2.3d生物打印技术是一种新兴的生物制造技术，它通过使用细胞和特定的生物墨水在最大程度上模拟体内组织或器官的微环境，进而制造3d功能性活组织。因此，3d生物打印技术可以被用于制造体外组织/疾病模型、药物开发和筛选应用，了解疾病发展和进步，以及为再生医学制造组织和器官等。
3.生物墨水是3d生物打印技术的关键部分，近些年来涌现出了许多具有良好力学性能、生物相容性和组织再生性的天然或合成材料，如：明胶、海藻酸钠、甲基丙烯酰明胶、多聚乳酸、壳聚糖、胶原、透明质酸等，许多研究者通过在这些合成和天然生物材料中装载各种生物活性因子来更好地模拟体内微环境。

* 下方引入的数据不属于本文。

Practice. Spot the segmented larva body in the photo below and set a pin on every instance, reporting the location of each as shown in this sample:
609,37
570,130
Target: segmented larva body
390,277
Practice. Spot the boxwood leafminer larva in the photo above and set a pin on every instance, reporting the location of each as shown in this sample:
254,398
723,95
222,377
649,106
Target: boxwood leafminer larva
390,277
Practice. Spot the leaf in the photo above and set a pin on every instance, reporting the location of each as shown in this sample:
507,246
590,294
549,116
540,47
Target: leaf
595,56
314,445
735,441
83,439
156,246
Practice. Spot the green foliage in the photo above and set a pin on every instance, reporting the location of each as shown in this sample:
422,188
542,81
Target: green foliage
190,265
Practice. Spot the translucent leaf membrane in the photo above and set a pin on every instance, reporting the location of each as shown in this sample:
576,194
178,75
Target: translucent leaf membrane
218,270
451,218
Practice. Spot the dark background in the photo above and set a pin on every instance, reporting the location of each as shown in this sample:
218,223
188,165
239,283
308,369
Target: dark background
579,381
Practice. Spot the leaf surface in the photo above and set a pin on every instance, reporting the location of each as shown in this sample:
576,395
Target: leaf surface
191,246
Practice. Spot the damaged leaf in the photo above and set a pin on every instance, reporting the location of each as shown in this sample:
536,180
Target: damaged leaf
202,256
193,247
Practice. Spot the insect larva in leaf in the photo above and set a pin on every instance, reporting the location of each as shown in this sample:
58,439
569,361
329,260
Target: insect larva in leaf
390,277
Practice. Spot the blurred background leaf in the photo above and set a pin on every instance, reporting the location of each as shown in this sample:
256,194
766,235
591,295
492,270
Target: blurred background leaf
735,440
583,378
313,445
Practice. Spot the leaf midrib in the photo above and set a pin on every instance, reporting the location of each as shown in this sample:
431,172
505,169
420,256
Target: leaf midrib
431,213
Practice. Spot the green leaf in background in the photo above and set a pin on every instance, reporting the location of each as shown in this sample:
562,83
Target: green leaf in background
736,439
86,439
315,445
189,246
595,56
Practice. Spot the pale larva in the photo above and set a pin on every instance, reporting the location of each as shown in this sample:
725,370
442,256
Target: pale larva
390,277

4.然而，由于机体内丰富的生物活性因子种类繁多、分布各异且作用机制复杂，单纯添加一种或几种因子创造出的微环境与真实体内环境相去甚远，无法再现体内细胞及其外基质的复杂性。


技术实现要素：

5.为解决以上问题，本发明提供了一种含有组织蛋白复合物的生物3d打印墨水的制备方法；该制备方法包括以下步骤：
6.步骤s1组织预处理：取组织，去除非目的成分，使用2
‑
3倍组织体积的pbs溶液清洗，再将组织剪成小块，使用红细胞裂解液裂解，进行第一次离心，取上层，得预处理组织；
7.步骤s2组织蛋白复合物的提取：使用研磨器研磨预处理组织，取研磨液，进行第二次离心，研磨液分层后，取水溶液层，进行第三次离心，取上清液，以0.22μm过滤器过滤，即得组织蛋白复合物；
8.步骤s3制备含有组织蛋白复合物的生物3d打印墨水：取生物墨水与组织蛋白复合物以4:1
‑
9:1的比例混合均匀，制成含有组织蛋白复合物的生物3d打印墨水。
9.其中，非目的成分指的是毛发、筋膜、血管或脂肪等，脂质层为液态，水溶液层为液态，固体沉渣为固态。

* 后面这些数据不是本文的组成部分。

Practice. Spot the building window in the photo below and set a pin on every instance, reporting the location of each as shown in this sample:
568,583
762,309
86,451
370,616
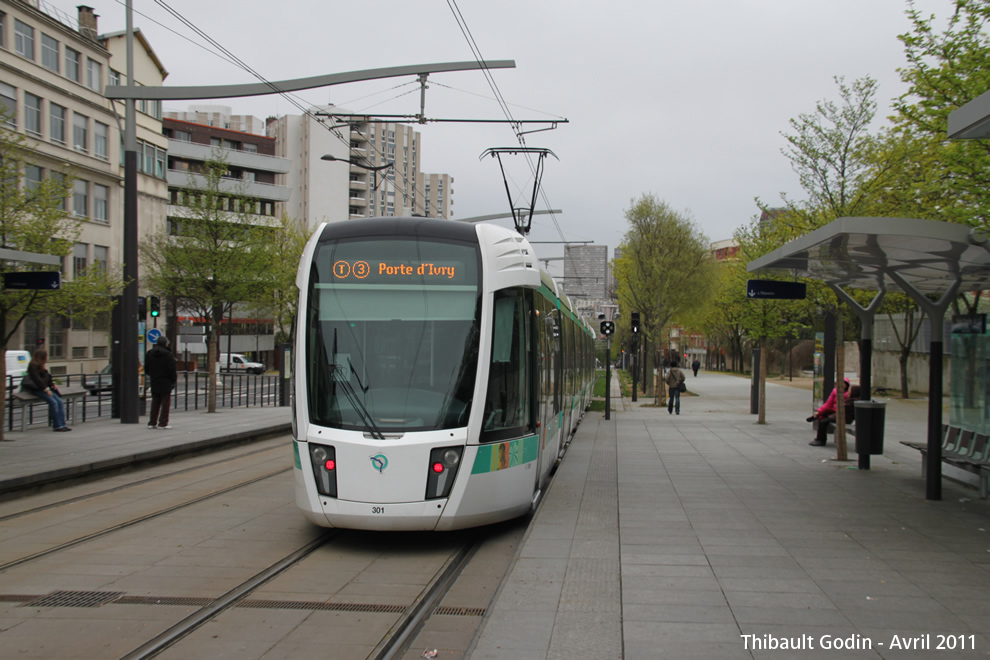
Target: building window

10.进一步地，步骤s1的组织的供体包括猪、小鼠、大鼠、兔或人中的一种或多种，步骤s1的组织的类型包括皮肤、脂肪、肝脏、肾脏、心脏或软骨中的一种或多种。
11.进一步地，步骤s1的小块为0.1cm3‑
1cm3。
12.其中，小块的体积应根据组织类型决定，坚硬组织如软骨应剪成1
‑
2mm3的颗粒，疏松组织如脂肪剪成0.1
‑
1cm3的小块即可。
13.进一步地，步骤s2使用研磨器研磨预处理组织后还包括以下步骤，在研磨过程中每克组织加入1ml的pbs溶液。
14.进一步地，步骤s1第一次离心的条件为：在4℃条件下离心5min，离心速度为2000rpm；步骤s2第一次离心的条件为：在4℃条件下离心5
‑
15分钟，离心速度为4000
‑
5000rpm，步骤s2第二次离心的条件为：在4℃条件下离心20
‑
40分钟，离心速度为12000
‑
15000rpm。
15.进一步地，步骤s3的生物墨水由明胶、海藻酸钠、甲基丙烯酰明胶、多聚乳酸、壳聚糖、胶原、透明质酸中的一种或多种制备而成。
16.进一步地，生物墨水包括以下质量百分比的各组分：10％的明胶和1％的海藻酸钠。
17.本发明还提供了一种含有组织蛋白复合物的生物3d打印墨水，由以上制备方法制备而成。
18.本发明还提供了一种由以上含有组织蛋白复合物的生物3d打印墨水制备3d打印组织的方法，该方法为：取含有组织蛋白复合物的生物3d打印墨水，装入无菌打印筒中，冷凝后安装在生物三维打印机打印臂上，设置温度为4℃，打印平台温度调至0℃，打印喷嘴直径420μm，在直径60mm培养皿中行三维打印得打印产物，并将打印产物进行交联，即得3d打印组织。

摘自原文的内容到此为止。